- Born: 22 March 1916 Santa Rosa, Guatemala
- Died: 18 March 2005 (age 88) Mexico City, Mexico
- Other name: Ché Manuel
- Education: University of San Carlos
- Known for: Being an adviser to Jacobo Árbenz

= José Manuel Fortuny =

Guatemalan communist leader

José Manuel Fortuny Arana (22 March 1916 – 18 March 2005) was an important communist leader in Latin America. He became well known for his friendship with Guatemalan President Jacobo Árbenz, and was one of the main advisers in his government, which lasted from 1951–54. Árbenz was overthrown by a coup engineered by the United States in 1954, an event which drove Fortuny into exile, along with many of his comrades.

== Early life ==
José Manuel Fortuny was born to a middle-class family in the Guatemalan Department of Santa Rosa on 22 May 1916. He was a law student at the University of San Carlos of Guatemala, but did not graduate. Before becoming involved with politics, he had worked variously for the Sterling company, the British Legation, and the broadcaster journal Aire.

== Guatemalan Revolution ==

=== Revolutionary Action Party ===

The logo of the Partido Guatemalteco del Trabajo, co-founded by Fortuny

During the fall of Jorge Ubico and the beginning of the Guatemalan Revolution in 1944, Fortuny was vice president of the Student Association Law. He became a member of the Popular Front, and when that merged into the Revolutionary Action Party (Partido Acción Revolucionaria, or PAR) in 1945, he became the leader of the radical wing of the new organization. In 1946, several radical figures within the PAR made a successful effort to take over important leadership positions within the party. Fortuny, who was a member of this push, became the secretary general of the PAR. One year later, Fortuny and other young radical figures founded a covert group within the PAR called the Democratic Vanguard. In 1949, frustrated because he was unable to take complete control of the PAR, Fortuny founded the Partido Comunista de Guatemala (Communist Party of Guatemala). In 1952, this party merged with another communist faction led by Victor Manuel Gutierrez to form the Partido Guatemalteco del Trabajo (PGT), or the Guatemalan Party of Labor. Fortuny was General Secretary of the PGT until 1954.

=== Árbenz government ===
Fortuny played the role of friend and adviser to Árbenz through the three years of his government, from 1951 to 1954. Fortuny wrote several speeches for Árbenz, and in his role as agricultural secretary, he was involved in crafting Árbenz' landmark agrarian reform bill. Despite his position in Árbenz' government, however, Fortuny never became a popular figure in Guatemala, and did not have the sort of popular following that Gutierrez had. In 1952, Fortuny contested an election for the national Congress, but was heavily defeated. His manner was occasionally seen as offensive, and he was seen as putting the interests of the communist movement before those of the Guatemalan working class. Under his leadership, the communist party remained numerically weak, without any representation in Árbenz' cabinet.

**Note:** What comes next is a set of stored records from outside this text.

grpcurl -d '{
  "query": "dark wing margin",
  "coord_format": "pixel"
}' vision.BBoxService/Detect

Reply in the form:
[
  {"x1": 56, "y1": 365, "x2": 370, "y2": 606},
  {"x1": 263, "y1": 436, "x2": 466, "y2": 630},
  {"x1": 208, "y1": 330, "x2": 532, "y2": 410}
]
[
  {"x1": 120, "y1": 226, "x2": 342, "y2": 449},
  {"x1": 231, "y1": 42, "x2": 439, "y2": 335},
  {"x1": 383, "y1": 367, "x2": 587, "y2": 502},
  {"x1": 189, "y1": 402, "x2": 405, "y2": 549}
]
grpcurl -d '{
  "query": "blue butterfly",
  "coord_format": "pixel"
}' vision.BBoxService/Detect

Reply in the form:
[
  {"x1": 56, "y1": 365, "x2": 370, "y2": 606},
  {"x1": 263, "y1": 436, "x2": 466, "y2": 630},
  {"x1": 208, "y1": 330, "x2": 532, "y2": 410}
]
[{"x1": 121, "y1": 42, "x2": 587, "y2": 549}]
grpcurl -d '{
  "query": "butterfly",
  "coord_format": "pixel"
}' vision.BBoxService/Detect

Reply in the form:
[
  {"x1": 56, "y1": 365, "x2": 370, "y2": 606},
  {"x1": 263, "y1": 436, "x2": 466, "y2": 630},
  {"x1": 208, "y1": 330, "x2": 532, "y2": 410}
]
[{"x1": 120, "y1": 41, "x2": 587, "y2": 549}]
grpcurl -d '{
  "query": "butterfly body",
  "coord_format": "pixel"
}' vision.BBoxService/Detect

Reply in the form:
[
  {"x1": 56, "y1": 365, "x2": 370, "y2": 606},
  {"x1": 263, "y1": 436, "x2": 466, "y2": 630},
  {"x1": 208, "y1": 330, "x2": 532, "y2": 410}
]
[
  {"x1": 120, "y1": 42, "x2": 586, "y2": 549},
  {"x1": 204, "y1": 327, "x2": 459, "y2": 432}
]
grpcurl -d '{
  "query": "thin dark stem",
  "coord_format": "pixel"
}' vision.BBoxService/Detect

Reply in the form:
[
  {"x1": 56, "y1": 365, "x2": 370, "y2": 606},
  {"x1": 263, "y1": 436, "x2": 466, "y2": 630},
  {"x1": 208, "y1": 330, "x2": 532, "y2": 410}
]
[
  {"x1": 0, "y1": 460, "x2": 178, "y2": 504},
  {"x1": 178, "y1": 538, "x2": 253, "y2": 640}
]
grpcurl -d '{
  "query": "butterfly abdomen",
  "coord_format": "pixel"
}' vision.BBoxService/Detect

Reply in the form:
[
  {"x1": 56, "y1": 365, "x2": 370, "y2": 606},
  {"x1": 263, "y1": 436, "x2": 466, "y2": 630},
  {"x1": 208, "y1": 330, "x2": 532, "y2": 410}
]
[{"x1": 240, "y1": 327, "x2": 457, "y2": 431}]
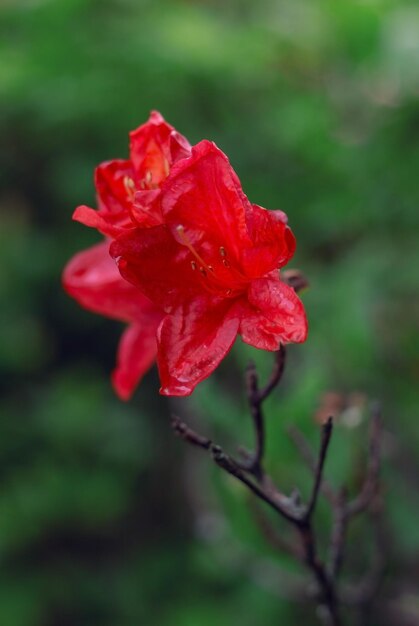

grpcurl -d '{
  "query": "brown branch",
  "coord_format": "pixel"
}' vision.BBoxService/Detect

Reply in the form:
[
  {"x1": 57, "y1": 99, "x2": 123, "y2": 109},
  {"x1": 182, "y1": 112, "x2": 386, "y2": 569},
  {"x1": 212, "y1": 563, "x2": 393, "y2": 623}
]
[
  {"x1": 306, "y1": 417, "x2": 333, "y2": 519},
  {"x1": 327, "y1": 488, "x2": 348, "y2": 578},
  {"x1": 287, "y1": 425, "x2": 338, "y2": 504},
  {"x1": 237, "y1": 345, "x2": 286, "y2": 482},
  {"x1": 172, "y1": 360, "x2": 383, "y2": 626},
  {"x1": 346, "y1": 403, "x2": 381, "y2": 517}
]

Fortuny resigned along with Árbenz following the 1954 Guatemalan coup d'état, and went into exile.

== Exile and death ==
Following the U.S.-sponsored coup, Fortuny took refuge in the Mexican embassy for a while, before going into exile. Due to his status as a prominent communist during the Cold War, he was kept under surveillance by the Central Intelligence Agency. During his exile, he spent time in Brazil, Uruguay, and Cuba. He died in Mexico City at age 89, from heart failure.